Solche Widersprüche gibt es an vielen Stellen, etwa bei der Sicherung des Existenzminimums für Kinder. Was als Minimum gilt, hängt vom Alter ab. Beim Unterhaltsrecht sieht man einen steigenden Bedarf ab dem 13. Lebensjahr, beim Bürgergeld aber erst ab dem 14. Lebensjahr. Einen nachvollziehbaren Grund für diese Unterschiede gibt es nicht.

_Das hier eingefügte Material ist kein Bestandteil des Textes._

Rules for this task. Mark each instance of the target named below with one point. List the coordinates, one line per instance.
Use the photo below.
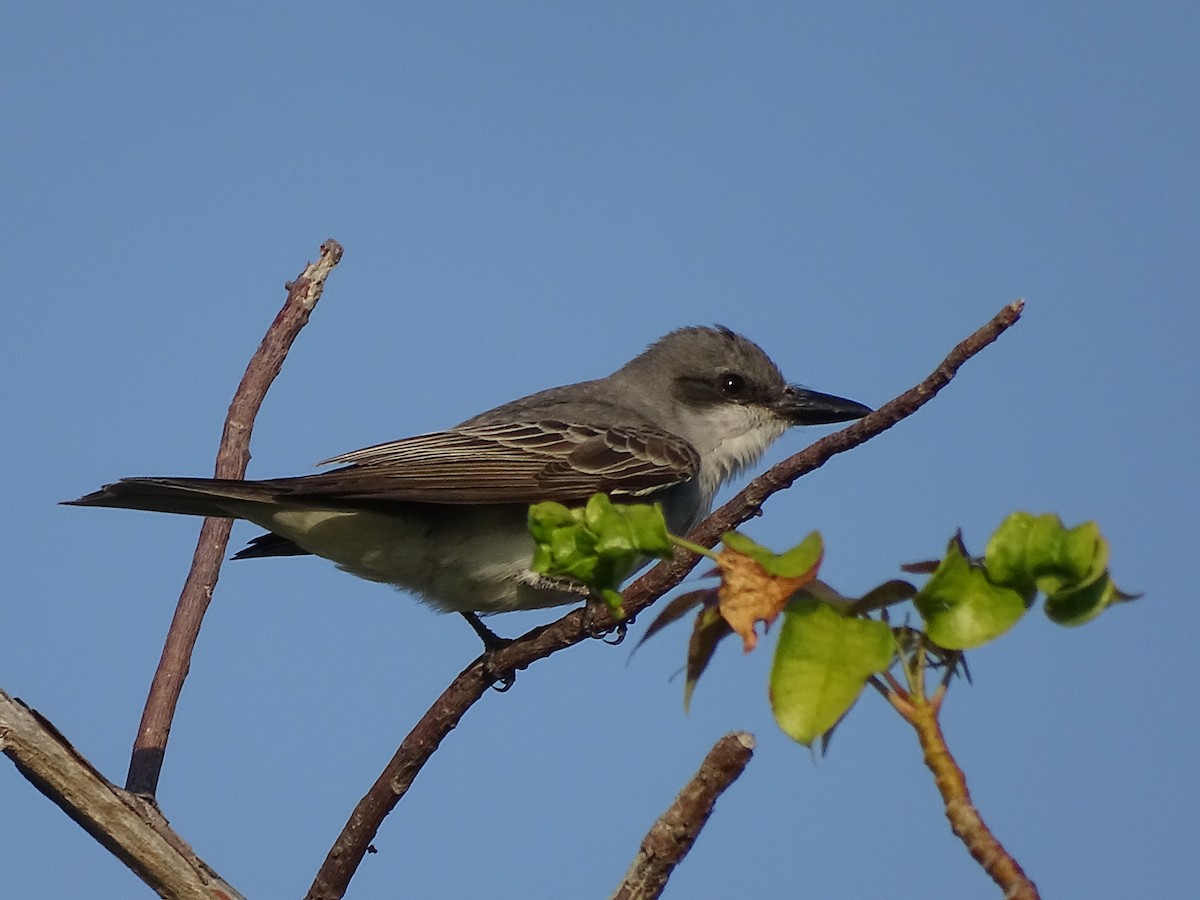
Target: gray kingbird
(443, 515)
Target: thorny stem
(922, 713)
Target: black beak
(799, 406)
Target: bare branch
(965, 820)
(127, 826)
(233, 456)
(672, 835)
(443, 717)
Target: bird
(443, 515)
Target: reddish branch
(672, 835)
(922, 714)
(233, 456)
(130, 827)
(443, 717)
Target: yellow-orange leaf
(749, 594)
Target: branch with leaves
(129, 823)
(472, 684)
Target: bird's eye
(732, 384)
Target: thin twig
(672, 835)
(443, 717)
(233, 456)
(922, 714)
(130, 827)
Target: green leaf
(599, 544)
(1074, 606)
(1069, 565)
(709, 630)
(822, 663)
(1037, 550)
(963, 607)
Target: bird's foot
(502, 679)
(613, 635)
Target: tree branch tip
(745, 738)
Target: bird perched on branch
(443, 515)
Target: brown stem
(443, 717)
(672, 835)
(965, 820)
(233, 456)
(130, 827)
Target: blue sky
(528, 195)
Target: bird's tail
(186, 496)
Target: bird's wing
(510, 462)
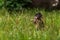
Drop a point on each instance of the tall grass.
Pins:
(19, 26)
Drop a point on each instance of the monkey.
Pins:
(38, 21)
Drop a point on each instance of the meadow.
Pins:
(19, 25)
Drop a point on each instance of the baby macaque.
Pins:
(38, 21)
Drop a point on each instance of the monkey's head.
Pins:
(37, 17)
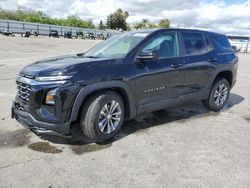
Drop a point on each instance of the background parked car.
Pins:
(90, 36)
(53, 33)
(67, 34)
(6, 32)
(26, 34)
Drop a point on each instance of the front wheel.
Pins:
(218, 95)
(102, 116)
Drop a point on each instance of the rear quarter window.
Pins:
(194, 43)
(220, 42)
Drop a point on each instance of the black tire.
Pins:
(91, 112)
(210, 103)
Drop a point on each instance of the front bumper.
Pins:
(39, 127)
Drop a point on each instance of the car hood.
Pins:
(62, 65)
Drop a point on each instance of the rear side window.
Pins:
(220, 42)
(165, 44)
(194, 43)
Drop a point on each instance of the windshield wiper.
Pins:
(90, 56)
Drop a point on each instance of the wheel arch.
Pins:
(117, 86)
(227, 74)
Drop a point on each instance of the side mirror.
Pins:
(146, 56)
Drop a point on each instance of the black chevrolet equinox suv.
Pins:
(128, 75)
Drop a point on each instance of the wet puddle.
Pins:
(81, 149)
(44, 147)
(15, 138)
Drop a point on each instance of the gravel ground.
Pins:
(182, 147)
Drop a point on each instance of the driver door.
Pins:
(160, 79)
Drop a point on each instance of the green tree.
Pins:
(101, 26)
(117, 20)
(165, 23)
(22, 14)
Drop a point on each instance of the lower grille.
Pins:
(23, 91)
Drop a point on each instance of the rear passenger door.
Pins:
(200, 61)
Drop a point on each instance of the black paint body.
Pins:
(145, 86)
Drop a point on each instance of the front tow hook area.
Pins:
(40, 131)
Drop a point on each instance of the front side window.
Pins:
(194, 43)
(166, 45)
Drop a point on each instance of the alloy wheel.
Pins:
(220, 95)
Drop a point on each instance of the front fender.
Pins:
(87, 90)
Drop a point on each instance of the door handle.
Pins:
(212, 60)
(175, 65)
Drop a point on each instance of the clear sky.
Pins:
(227, 16)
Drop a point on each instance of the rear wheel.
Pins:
(218, 95)
(102, 116)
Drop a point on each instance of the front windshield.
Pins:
(116, 47)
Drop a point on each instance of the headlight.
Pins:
(52, 78)
(50, 97)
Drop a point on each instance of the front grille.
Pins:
(23, 91)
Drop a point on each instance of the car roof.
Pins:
(149, 31)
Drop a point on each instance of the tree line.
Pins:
(116, 20)
(40, 17)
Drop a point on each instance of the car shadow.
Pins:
(143, 123)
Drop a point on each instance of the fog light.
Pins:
(50, 97)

Die von der CSU so geliebte Mütterrente ist auch so ein Fall. Die geplante weitere Anrechnung von Erziehungszeiten kostet ziemlich genau den Betrag, den Merz beim Bürgergeld einsparen möchte: rund fünf Milliarden Euro pro Jahr. Für die einzelne Rentenbezieherin bedeutet das um die 20 Euro im Monat zusätzlich. Es sei denn, ihre Rente ist so niedrig, dass die sogenannte Grundrente oder sogar Grundsicherung im Alter bezogen wird. Denn dann wird die zusätzliche Mütterrente ebenfalls als Einkommen verrechnet. Unterm Strich bringt sie also gerade denjenigen Frauen nichts, die am ehesten einen Zuschlag gebrauchen könnten.
Ja, es gibt reichlich Reformbedarf, aber nicht so, wie die regierenden Parteien das aktuell diskutieren.